Anyway, it’s crazy it took me so many years to give tumblemustard a try. But after recent success with other mustards—specifically the unopened bud clusters of hoary cress (Cardaria spp.) and the pre-flowering shoots of musk or blue mustard (Chorispora tenella)—the other day down in Aurora I finally gathered some young, lighter green tumblemustard leaves, both the young, unfurling frilly ones and young, divided, basal rosette leaves—to test in the kitchen.
These came from a somewhat dry field around 6,000 feet. Nearby, a few prairie dogs yelled at me, and in the distance there was a small creek lined with cottonwoods, to give you a sense of the habitat. On my walk that day I’d seen many young tumblemustards, but not all seemed fit for food forage. Some were too close to trodden paths, or to metal detritus of a previous era that had me questioning what the land had been used for prior, or to the prairie dog mounds. But when I found some lush specimens I liked, I gathered a few handfuls of young basal leaves, and clipped the top bundles of frilly leaves that were just starting to bolt.
Back at the house I gave them a good washing and chopped them into bite-sized pieces, then popped a young basal leaf bit into my mouth. The mustard flavor was there, but relatively mild compared to pennycress, and the midribs had a nice crunch and surprising juiciness.

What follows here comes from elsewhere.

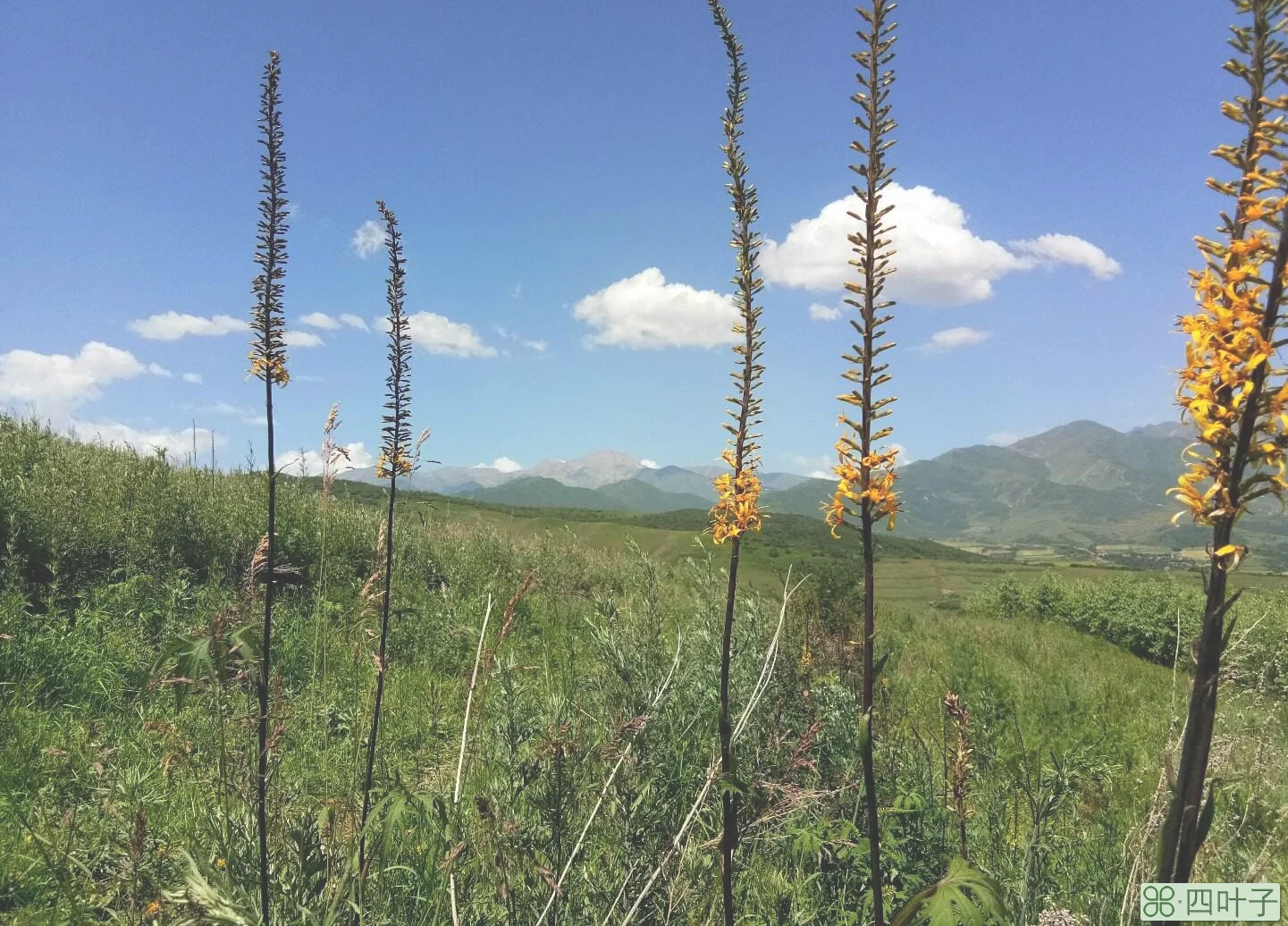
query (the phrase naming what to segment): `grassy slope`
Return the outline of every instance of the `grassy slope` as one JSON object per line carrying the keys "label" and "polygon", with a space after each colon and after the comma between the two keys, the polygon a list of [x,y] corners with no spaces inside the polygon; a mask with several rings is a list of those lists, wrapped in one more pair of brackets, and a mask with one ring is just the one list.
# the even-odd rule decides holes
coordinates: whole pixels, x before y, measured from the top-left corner
{"label": "grassy slope", "polygon": [[[13,431],[0,438],[4,440],[0,443],[0,501],[4,502],[0,511],[5,514],[10,538],[15,525],[21,527],[21,538],[32,550],[59,554],[59,569],[68,582],[80,576],[88,583],[75,599],[66,601],[68,605],[79,601],[80,622],[75,631],[39,614],[23,616],[12,594],[0,603],[0,632],[13,638],[0,644],[5,647],[0,652],[0,668],[4,670],[0,671],[0,702],[4,704],[0,720],[13,734],[0,741],[0,768],[4,769],[0,811],[6,808],[12,811],[5,817],[5,835],[0,836],[0,859],[19,862],[18,865],[0,862],[0,911],[26,911],[18,913],[15,922],[19,923],[44,922],[36,913],[43,905],[40,898],[66,893],[59,887],[58,876],[43,873],[58,869],[50,858],[57,859],[63,850],[39,851],[39,838],[24,841],[22,836],[27,832],[53,838],[64,808],[84,814],[77,817],[84,822],[72,831],[76,838],[67,844],[67,851],[89,865],[89,871],[99,873],[98,882],[84,885],[85,902],[116,904],[122,909],[120,896],[124,895],[111,900],[104,885],[116,877],[108,872],[129,868],[121,859],[129,860],[126,846],[133,813],[129,808],[135,802],[148,809],[149,853],[155,856],[144,865],[146,877],[140,876],[144,883],[174,883],[179,877],[182,869],[171,862],[175,855],[170,847],[191,851],[211,873],[214,859],[224,854],[231,862],[229,871],[243,865],[252,868],[252,859],[238,854],[236,846],[222,847],[210,841],[209,833],[202,835],[210,820],[202,814],[194,817],[196,808],[209,810],[211,804],[209,780],[216,750],[209,704],[204,706],[201,698],[189,698],[183,707],[176,707],[166,692],[142,697],[142,683],[166,634],[193,621],[200,623],[229,600],[228,580],[219,569],[211,569],[207,580],[192,571],[185,578],[165,563],[173,563],[175,555],[188,556],[193,563],[228,562],[236,567],[231,574],[237,574],[261,529],[256,511],[261,480],[218,477],[211,486],[198,474],[171,473],[144,465],[146,461],[131,462],[129,456],[36,440],[30,434]],[[24,474],[22,482],[17,480],[19,474]],[[313,813],[322,802],[339,809],[343,819],[352,797],[353,730],[362,728],[365,693],[370,688],[368,661],[359,658],[363,619],[355,617],[357,589],[370,571],[370,546],[377,520],[377,510],[370,502],[379,501],[381,495],[379,488],[368,488],[341,487],[349,498],[337,504],[331,528],[327,554],[331,578],[323,609],[314,609],[309,592],[290,592],[283,599],[279,665],[291,693],[290,716],[295,719],[286,732],[279,773],[283,782],[291,783],[294,795],[283,808],[286,815],[301,810]],[[365,496],[366,501],[359,501],[358,496]],[[684,560],[697,553],[693,538],[703,513],[652,516],[599,513],[594,515],[599,520],[594,522],[581,519],[585,511],[576,514],[580,518],[567,511],[496,510],[455,498],[412,495],[404,498],[399,547],[404,559],[397,594],[410,608],[410,617],[395,622],[392,643],[395,671],[388,694],[389,728],[383,733],[383,742],[388,743],[388,752],[383,753],[388,756],[383,760],[386,779],[397,771],[417,792],[450,789],[460,730],[461,685],[473,658],[474,628],[482,616],[480,598],[491,592],[504,600],[528,568],[538,569],[541,583],[531,604],[520,609],[509,644],[507,652],[516,659],[514,671],[518,672],[513,693],[484,699],[487,715],[486,720],[480,719],[479,729],[486,735],[477,747],[480,770],[493,765],[505,768],[509,753],[496,752],[489,744],[515,717],[531,716],[537,728],[554,723],[547,712],[551,704],[559,703],[553,699],[555,689],[576,707],[569,717],[578,716],[577,711],[589,712],[587,716],[608,711],[612,723],[630,716],[631,708],[623,713],[622,707],[599,699],[612,692],[629,697],[630,689],[622,689],[621,681],[614,680],[611,661],[586,636],[587,622],[603,623],[608,616],[617,616],[612,619],[618,621],[622,634],[636,634],[631,638],[632,645],[638,647],[636,656],[649,671],[668,661],[663,649],[671,644],[661,645],[659,627],[665,627],[665,638],[674,632],[671,628],[676,623],[688,626],[688,645],[702,652],[707,632],[701,619],[694,625],[693,617],[685,617],[702,613],[701,609],[694,612],[696,599],[689,591],[693,577],[702,572],[701,558],[697,572]],[[283,489],[285,546],[289,559],[304,564],[316,577],[317,549],[309,538],[317,522],[310,522],[312,516],[316,516],[312,488],[292,480]],[[810,571],[815,565],[819,569],[815,582],[802,590],[799,607],[793,605],[784,644],[787,658],[779,662],[770,702],[777,698],[784,717],[800,717],[805,711],[808,720],[813,716],[810,712],[817,711],[819,717],[827,719],[818,746],[819,774],[840,774],[837,769],[844,771],[849,761],[846,735],[853,729],[853,706],[848,707],[845,699],[851,684],[849,667],[854,661],[854,648],[849,644],[851,616],[846,613],[853,603],[817,600],[811,589],[827,577],[828,567],[845,568],[846,560],[836,560],[832,551],[853,554],[853,537],[832,543],[826,531],[822,538],[813,533],[808,519],[792,522],[782,516],[777,522],[779,533],[766,527],[765,534],[748,545],[752,551],[762,551],[762,559],[757,559],[751,571],[751,583],[772,587],[775,573],[786,572],[788,563],[804,560]],[[657,560],[653,578],[638,558],[622,555],[627,537]],[[769,555],[772,549],[778,549],[777,556]],[[1015,878],[1024,862],[1023,838],[1009,836],[1006,828],[1014,824],[1020,836],[1024,833],[1024,827],[1007,815],[1021,774],[1016,765],[1019,735],[1024,737],[1030,753],[1037,750],[1041,755],[1048,751],[1065,755],[1091,748],[1099,760],[1113,768],[1104,784],[1079,787],[1078,802],[1051,824],[1050,851],[1063,859],[1051,876],[1056,878],[1052,889],[1057,886],[1061,898],[1074,909],[1100,909],[1106,917],[1115,916],[1118,898],[1108,896],[1105,885],[1121,877],[1123,840],[1128,828],[1145,815],[1158,778],[1159,751],[1175,734],[1176,710],[1184,703],[1184,675],[1177,679],[1167,668],[1068,627],[944,607],[945,601],[967,596],[1003,574],[1015,574],[1028,582],[1039,580],[1048,569],[947,553],[939,545],[899,547],[887,541],[886,550],[889,555],[878,567],[878,645],[893,656],[884,674],[882,698],[889,730],[880,742],[886,750],[887,768],[899,769],[884,784],[886,793],[894,793],[895,787],[916,791],[917,742],[927,744],[927,756],[934,759],[926,764],[930,791],[921,793],[934,792],[934,770],[943,741],[939,702],[947,690],[962,694],[975,719],[974,853],[978,863],[985,864],[1014,894]],[[894,556],[896,550],[922,558],[898,559]],[[107,555],[102,565],[90,563],[93,569],[75,565],[75,558],[89,563],[86,558],[95,551]],[[933,555],[944,559],[933,559]],[[125,582],[106,581],[104,569],[112,565],[113,558],[122,556],[121,562],[134,562],[139,568],[147,567],[147,572]],[[719,569],[721,562],[723,551],[715,550],[712,565]],[[446,595],[426,596],[424,586],[417,587],[420,573],[429,568],[451,577]],[[1068,573],[1078,578],[1123,574],[1099,569],[1070,569]],[[712,587],[717,589],[719,581]],[[931,603],[940,607],[931,607]],[[63,614],[57,599],[50,599],[49,604],[50,618]],[[748,612],[747,619],[755,625],[750,618]],[[318,632],[322,634],[321,649]],[[793,658],[802,643],[814,653],[809,667],[796,665]],[[323,667],[330,666],[321,680],[317,676],[319,656]],[[753,653],[744,650],[742,658],[746,662]],[[653,746],[641,746],[641,770],[652,768],[650,762],[665,770],[648,787],[662,788],[668,795],[663,800],[658,792],[645,805],[662,814],[641,820],[641,826],[647,823],[657,831],[654,836],[674,826],[662,811],[667,808],[683,810],[684,795],[692,795],[692,784],[677,784],[675,775],[683,769],[689,769],[684,774],[692,775],[693,762],[705,761],[701,744],[674,755],[666,752],[685,738],[701,735],[701,730],[693,730],[693,724],[708,713],[710,704],[703,702],[708,685],[702,681],[701,667],[687,661],[684,674],[690,672],[697,675],[685,684],[696,686],[684,689],[688,694],[675,706],[677,712],[663,711],[658,720],[658,735],[662,737],[663,730],[671,733]],[[505,684],[504,675],[496,684]],[[802,690],[811,694],[802,698]],[[236,697],[231,694],[233,703]],[[778,710],[766,704],[760,723],[768,723],[769,715],[777,716]],[[507,711],[518,713],[507,715]],[[792,737],[799,735],[800,724],[805,721],[791,723],[797,725],[795,733],[788,730],[788,752],[795,742]],[[1016,733],[1016,726],[1021,733]],[[577,735],[590,737],[594,729],[589,726]],[[1288,708],[1282,699],[1227,688],[1222,695],[1218,744],[1226,774],[1235,782],[1229,786],[1229,800],[1234,801],[1230,806],[1239,806],[1240,800],[1245,802],[1249,788],[1258,791],[1257,806],[1288,806],[1288,770],[1265,768],[1265,756],[1288,751]],[[594,750],[589,743],[585,750],[589,759]],[[531,755],[532,761],[537,761],[549,752],[519,755]],[[94,762],[104,765],[106,771],[97,771]],[[583,787],[591,793],[599,775],[601,771],[585,773]],[[469,793],[492,793],[488,788],[498,786],[488,780],[480,771]],[[100,810],[104,797],[112,797],[115,809]],[[18,815],[24,819],[21,824]],[[1235,836],[1227,828],[1234,819],[1236,817],[1227,813],[1218,820],[1213,845],[1222,849],[1204,863],[1204,871],[1212,874],[1208,880],[1243,880],[1251,871],[1248,865],[1256,851],[1247,847],[1253,846],[1252,837],[1248,832]],[[1248,819],[1247,813],[1244,819]],[[1260,832],[1258,827],[1274,832],[1273,822],[1261,820],[1257,814],[1251,819],[1249,832]],[[792,820],[796,827],[808,823],[796,817]],[[792,838],[800,838],[792,837],[792,832],[779,833],[775,840],[790,845]],[[612,869],[614,853],[620,855],[621,840],[626,838],[614,833],[617,831],[611,829],[603,837],[607,841],[595,850],[599,853],[594,856],[595,864],[605,871]],[[929,851],[926,838],[943,840],[942,831],[927,833],[909,835],[905,850],[900,850],[905,853],[909,872],[920,871],[917,853]],[[772,863],[787,872],[788,863],[773,854],[772,845],[777,844],[757,850],[765,853],[764,864]],[[425,872],[419,877],[428,880],[416,882],[415,891],[407,896],[417,891],[422,896],[440,895],[442,887],[435,887],[433,872],[450,846],[433,844],[425,851],[437,855],[424,860],[424,867],[406,856],[415,847],[404,846],[398,860],[410,869]],[[638,846],[643,847],[643,844]],[[482,862],[480,855],[471,864]],[[1275,871],[1282,874],[1288,868],[1282,842],[1261,864],[1262,874]],[[1270,868],[1265,867],[1267,864]],[[75,880],[81,877],[79,871],[68,869],[70,874],[62,877],[71,877],[68,883],[79,885]],[[488,865],[462,871],[473,872],[470,877],[484,882],[489,877]],[[809,872],[805,865],[793,877],[804,885]],[[696,876],[690,873],[690,877]],[[747,890],[759,891],[761,885],[772,883],[772,880],[761,880],[766,877],[764,869],[752,869]],[[394,889],[395,881],[390,876],[386,887],[390,898],[401,896]],[[911,890],[913,883],[905,882],[905,889]],[[117,890],[125,889],[117,883]],[[801,894],[791,895],[793,909],[814,909],[809,903],[817,899],[811,900],[808,894],[802,887]],[[151,894],[140,895],[140,905],[148,896]],[[492,894],[480,891],[478,896],[478,903],[484,903]],[[586,902],[590,900],[587,896]],[[770,903],[772,898],[761,900]],[[394,903],[393,899],[389,903]],[[416,917],[428,916],[412,900],[398,903],[404,905],[388,912],[393,921],[404,921],[399,917],[410,917],[411,911],[416,911]],[[480,908],[479,913],[487,911]]]}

Not bad. I gave Gregg a taste and his assessment was similar. Salad time!
Never Get Tired of Wild Salads
For last night’s salad I mixed young prickly lettuce greens, tumblemustard greens, and orache (Atriplex heterosperma), a triangular-leaved spinach relative that has a hint of salt to it, along with the chopped stems and leaves of a young salsify plant (Trapogon sp.). I think this might be my first salad with 100% wild greens. I found it a little dense due to the orache, but the mustard lightened things up a bit. To the wild green mix I added carrots and sweet corn cut from the cob for texture, with avocado and a nice oil and Balsamic vinegar dressing served on the side.
“I love your wild salads,” Gregg said after polishing off my tumbleweed creation. “They make me feel so healthy.”
Updated 2.22.21
Butter says
I adore the labeled salad picture. What a great idea!
Eleana says
Thanks to your delightful articles and facebook posts, I now stroll through my property going- “Yep. I can eat that. Oooh, must try that one. Oh look! Salsify too.” lol Just when I think I’ve identified every edible around me, something new pops up. Keep up the great work, and the inspiring recipes!
Erica M. Davis says
Thank you so much for that kind compliment!